Thank you Ray, thanks for all your hard work in putting together your father’s story for all to see. A very brave and courageous man, you have every right to be proud of him
Salud my friend
My gratitude to your father Ray and to the thousands that came from so far away to fight shoulder by shoulder with my father and uncles.
The fight continues
NO PASARAN!
Gracias a su padre, Ferran. La lucha continua!
Ray, thanks so much for sending this link to your father’s story. I read it with great interest. It’s quite possible our fathers may have crossed paths. My father writes of the time during the retreats when all the machine gunners lost their guns, except him. He said he managed to hold onto his, and everybody wondered how he did it. He said he would explain how we did it, later. I never did find an explanation, though he describes the tough time he went through to keep it.I think he was pretty strong, even though short, and he may have done it through sheer determination. He certainly fell behind and got separated from the others. There are other times where their stories may have intersected as well.
Editing his memoir has been like putting a huge puzzle together. Thanks for all you are doing in helping the families of other veterans piece together their histories.
[…] TV show with detective Joe Friday. I was reminded of it a few months ago when retired academic Ray Hoff, one of my invaluable fact-checkers, cautioned me against speculating about what Jim Higgins was up […]

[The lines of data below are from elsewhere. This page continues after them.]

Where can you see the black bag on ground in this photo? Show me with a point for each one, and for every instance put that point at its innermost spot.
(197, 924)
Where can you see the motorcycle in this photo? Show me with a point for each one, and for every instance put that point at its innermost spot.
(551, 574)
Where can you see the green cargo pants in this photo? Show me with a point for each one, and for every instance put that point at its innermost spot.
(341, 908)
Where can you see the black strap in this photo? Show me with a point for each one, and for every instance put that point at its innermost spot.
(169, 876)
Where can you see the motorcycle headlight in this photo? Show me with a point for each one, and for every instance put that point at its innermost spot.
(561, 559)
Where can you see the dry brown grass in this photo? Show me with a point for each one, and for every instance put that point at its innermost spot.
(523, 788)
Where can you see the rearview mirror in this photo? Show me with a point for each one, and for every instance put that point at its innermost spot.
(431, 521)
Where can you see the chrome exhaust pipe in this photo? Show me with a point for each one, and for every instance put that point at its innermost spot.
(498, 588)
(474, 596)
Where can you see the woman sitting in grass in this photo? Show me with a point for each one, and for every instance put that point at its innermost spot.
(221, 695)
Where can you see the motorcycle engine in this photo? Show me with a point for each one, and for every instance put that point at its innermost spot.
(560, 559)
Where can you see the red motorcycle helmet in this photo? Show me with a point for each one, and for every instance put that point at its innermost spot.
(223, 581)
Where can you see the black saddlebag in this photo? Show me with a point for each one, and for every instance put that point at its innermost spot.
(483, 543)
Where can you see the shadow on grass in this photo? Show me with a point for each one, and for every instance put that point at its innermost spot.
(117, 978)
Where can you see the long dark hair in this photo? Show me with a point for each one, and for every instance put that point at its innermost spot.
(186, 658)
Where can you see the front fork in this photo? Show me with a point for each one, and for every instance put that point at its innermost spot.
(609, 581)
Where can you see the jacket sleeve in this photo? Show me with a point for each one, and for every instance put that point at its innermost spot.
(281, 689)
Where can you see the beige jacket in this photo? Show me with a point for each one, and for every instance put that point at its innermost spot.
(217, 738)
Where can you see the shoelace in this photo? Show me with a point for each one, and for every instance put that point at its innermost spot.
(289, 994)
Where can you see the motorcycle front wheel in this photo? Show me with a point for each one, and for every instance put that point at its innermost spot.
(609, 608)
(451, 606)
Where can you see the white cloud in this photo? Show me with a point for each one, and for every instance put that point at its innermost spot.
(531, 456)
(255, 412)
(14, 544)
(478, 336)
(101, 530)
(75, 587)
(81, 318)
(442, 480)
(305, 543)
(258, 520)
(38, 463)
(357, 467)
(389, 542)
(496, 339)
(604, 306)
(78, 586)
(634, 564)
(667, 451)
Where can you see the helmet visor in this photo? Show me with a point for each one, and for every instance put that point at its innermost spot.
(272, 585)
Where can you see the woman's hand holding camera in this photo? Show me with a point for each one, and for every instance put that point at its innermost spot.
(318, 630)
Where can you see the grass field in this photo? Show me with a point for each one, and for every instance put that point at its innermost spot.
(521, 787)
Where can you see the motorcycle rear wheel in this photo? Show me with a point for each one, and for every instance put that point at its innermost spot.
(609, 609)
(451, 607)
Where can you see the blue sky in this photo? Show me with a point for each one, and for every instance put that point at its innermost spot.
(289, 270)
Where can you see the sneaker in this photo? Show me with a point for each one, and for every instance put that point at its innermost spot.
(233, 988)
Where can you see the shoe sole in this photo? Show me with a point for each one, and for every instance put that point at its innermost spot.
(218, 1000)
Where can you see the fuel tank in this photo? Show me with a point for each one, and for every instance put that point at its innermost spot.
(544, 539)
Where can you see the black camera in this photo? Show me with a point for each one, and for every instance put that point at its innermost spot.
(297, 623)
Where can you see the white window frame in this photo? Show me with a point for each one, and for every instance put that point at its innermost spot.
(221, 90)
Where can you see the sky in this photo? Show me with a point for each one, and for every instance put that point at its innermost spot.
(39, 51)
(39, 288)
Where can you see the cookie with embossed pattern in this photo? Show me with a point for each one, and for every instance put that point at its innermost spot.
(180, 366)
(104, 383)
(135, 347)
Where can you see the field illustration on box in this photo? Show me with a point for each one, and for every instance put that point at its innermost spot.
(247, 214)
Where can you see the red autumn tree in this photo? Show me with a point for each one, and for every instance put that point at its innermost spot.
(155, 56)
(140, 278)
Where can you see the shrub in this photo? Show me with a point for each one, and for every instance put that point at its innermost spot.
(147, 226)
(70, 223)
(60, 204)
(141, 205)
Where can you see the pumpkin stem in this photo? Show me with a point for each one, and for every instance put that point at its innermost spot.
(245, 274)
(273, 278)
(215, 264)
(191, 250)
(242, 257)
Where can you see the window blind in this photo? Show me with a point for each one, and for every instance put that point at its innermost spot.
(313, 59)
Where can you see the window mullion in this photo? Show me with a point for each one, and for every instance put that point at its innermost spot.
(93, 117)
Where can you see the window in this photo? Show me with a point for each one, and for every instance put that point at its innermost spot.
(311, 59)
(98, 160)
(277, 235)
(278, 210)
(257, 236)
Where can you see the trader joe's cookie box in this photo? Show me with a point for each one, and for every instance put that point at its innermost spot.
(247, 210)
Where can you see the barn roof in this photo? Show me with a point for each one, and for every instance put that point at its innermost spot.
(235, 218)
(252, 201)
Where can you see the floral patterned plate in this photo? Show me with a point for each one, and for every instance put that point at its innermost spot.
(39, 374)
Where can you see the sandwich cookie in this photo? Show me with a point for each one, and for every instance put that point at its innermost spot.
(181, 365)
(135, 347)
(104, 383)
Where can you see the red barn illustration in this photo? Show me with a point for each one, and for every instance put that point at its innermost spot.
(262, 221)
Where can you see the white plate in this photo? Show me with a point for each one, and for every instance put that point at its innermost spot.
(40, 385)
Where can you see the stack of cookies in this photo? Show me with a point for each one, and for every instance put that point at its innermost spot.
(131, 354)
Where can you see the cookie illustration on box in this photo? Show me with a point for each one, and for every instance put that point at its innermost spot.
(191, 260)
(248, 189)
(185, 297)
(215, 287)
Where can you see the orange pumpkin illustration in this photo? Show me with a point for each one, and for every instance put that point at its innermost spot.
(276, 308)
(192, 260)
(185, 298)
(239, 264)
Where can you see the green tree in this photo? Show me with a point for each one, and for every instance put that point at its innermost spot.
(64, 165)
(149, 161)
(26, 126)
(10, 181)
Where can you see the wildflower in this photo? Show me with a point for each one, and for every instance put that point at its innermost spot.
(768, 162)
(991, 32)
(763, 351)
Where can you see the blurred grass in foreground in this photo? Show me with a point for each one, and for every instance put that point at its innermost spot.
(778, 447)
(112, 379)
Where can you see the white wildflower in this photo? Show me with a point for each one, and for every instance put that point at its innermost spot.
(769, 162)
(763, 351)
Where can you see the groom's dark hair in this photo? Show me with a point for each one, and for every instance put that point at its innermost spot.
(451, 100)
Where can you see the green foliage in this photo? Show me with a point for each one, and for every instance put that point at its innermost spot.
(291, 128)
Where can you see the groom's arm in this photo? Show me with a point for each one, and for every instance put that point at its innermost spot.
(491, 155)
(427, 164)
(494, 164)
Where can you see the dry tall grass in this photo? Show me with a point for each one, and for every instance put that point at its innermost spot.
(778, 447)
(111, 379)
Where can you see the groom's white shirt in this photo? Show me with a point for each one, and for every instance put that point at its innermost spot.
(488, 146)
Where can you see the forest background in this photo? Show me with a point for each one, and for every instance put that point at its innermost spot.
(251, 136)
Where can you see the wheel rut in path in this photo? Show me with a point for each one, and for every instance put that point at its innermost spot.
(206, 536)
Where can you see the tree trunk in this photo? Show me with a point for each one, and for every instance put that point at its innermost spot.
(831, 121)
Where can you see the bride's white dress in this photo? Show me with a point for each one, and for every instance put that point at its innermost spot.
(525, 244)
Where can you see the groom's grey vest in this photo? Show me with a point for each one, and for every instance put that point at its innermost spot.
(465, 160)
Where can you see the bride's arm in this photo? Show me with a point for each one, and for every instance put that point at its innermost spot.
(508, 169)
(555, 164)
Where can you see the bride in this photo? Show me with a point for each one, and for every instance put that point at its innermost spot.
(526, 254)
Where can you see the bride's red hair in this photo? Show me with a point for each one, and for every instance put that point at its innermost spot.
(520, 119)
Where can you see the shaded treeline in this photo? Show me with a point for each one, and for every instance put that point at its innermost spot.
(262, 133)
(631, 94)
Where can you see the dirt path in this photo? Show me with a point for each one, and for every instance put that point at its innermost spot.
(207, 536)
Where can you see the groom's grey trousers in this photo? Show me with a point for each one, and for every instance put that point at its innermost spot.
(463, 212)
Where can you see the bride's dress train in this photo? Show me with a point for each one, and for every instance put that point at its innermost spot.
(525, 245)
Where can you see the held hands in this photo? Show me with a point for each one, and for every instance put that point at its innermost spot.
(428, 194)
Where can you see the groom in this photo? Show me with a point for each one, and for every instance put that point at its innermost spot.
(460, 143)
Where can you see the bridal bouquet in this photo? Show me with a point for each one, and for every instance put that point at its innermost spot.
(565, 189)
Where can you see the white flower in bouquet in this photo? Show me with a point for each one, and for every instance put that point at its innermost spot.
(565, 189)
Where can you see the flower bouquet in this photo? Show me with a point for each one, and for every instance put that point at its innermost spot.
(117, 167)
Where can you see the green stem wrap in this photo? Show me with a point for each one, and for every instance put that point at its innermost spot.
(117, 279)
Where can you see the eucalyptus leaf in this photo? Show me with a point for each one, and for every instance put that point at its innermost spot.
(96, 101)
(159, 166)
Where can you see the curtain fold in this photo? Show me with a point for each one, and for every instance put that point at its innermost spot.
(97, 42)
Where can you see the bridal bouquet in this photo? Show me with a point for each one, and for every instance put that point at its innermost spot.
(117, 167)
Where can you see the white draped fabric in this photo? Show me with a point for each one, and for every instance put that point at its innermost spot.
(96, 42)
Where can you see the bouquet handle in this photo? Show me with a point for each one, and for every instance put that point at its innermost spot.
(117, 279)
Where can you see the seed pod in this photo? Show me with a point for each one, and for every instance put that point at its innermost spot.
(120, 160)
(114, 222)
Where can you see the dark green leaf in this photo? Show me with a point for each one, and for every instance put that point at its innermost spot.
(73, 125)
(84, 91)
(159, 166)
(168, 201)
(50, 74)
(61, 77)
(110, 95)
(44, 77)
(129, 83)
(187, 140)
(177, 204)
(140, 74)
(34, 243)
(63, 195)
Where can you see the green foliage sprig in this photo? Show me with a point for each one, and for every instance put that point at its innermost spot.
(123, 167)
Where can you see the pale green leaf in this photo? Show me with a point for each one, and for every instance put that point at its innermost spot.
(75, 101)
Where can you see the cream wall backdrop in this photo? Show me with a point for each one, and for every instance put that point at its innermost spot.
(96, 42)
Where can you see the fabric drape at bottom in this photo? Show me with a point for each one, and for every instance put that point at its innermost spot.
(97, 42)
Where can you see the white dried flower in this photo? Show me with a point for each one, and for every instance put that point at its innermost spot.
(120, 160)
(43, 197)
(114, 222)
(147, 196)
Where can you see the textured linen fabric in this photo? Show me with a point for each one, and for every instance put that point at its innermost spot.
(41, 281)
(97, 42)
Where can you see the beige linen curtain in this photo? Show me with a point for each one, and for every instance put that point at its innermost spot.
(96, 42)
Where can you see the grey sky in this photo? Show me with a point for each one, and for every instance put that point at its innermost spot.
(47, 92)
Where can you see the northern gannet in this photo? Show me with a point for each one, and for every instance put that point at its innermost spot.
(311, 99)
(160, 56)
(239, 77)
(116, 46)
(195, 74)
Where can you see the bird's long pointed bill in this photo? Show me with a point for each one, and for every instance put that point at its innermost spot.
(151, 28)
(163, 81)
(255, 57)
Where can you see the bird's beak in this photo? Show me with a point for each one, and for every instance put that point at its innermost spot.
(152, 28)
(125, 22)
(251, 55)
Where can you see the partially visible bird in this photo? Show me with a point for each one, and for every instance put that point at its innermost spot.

Thanks for writing this up. Not only a fascinating story in general, but a great description of the front.
This message is for Ray Hoff, who messaged me on ancestry.com concerning Lini Fuhr (friend of his mother’s). Her daughter lives in NY City. If you could send me your email via my email listed above, I will make sure Lini’s daughter, M. L. Baranger gets in contact with you right away.